Overview of the course

In this course, we will explore engineering through the lens of food and kitchen gadgets. Although humans have been cooking for millennia, we now have countless electrified gadgets to measure, mash, melt, mix, and microwave our food. During the semester, we will disassemble every kitchen gadget we can get our hands on, learn how they work, and use our newfound skills to build a few of our own. Along the way, you’ll analyze and design basic electrical circuits, program microcontrollers to take measurements and respond to them, and connect the Things you build to the Internet. We’ll also explore some of the complex social and ethical issues at the intersection of technology and food: at what level is it appropriate to “engineer” our food?
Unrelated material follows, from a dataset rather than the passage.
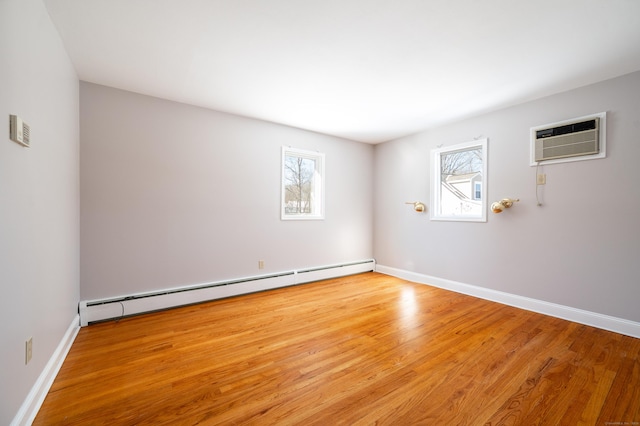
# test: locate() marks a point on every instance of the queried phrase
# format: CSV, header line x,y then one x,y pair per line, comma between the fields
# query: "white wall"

Does a cloud-connected refrigerator make us more efficient, or more lazy, or does it just result in more e-waste? And what responsibility do engineers have when working with something so deeply human as food?

Topics and projects

  • Project 1: appliance teardown
    • You will work with a team to disassemble a kitchen appliance which gets hot (a toaster, waffle iron, etc.). You’ll learn to draw an electrical schematic, analyze the circuitry inside, and document the disassembly process as an iFixit guide.
    • Topics: voltage, current, and power, safety with electricity, AC and DC, resistance
    • Skills: dissassembling stuff, using a multimeter, drawing electrical schematics, taking good photos for documentation, writing clear and concise technical content
  • Project 2: microwave control panel
    • You will design a control panel for a microwave oven, and use it with a real microwave to cook food in class.
    • Topics: Introduction to programming with Python, how to connect a computer to a circuit so that software can make stuff happen in the real world, switches and capacitive touch sensors, LEDs and displays
    • Skills: Writing code, debugging circuits and code, explaining with diagrams
  • Project 3: interactive pumpkins
    • Use what you know about circuits and microcontrollers to make an interactive pumpkin for Halloween.
  • Project 4: investigating your refrigerator (or oven, or whatever)
    • You will use multiple sensors of your choice to investigate the long-term behavior of something food or kitchen-related. You could examine the temperature and power draw of a refrigerator, the performance of an oven with and without a pizza stone, or the efficacy of a solar cooker.
    • Topics: Sending and receiving data over the internet with MQTT, how to interface with more kinds of sensors
    • Skills: Analyzing data, creating useful graphs, documenting an experiment
  • Final project: Build a kitchen gadget of your own
    • The sky is the limit here. Past teams have built internet-enabled automated tea-brewing machines, pasta pots that don’t boil over, mugs that keep your drink warm, and more.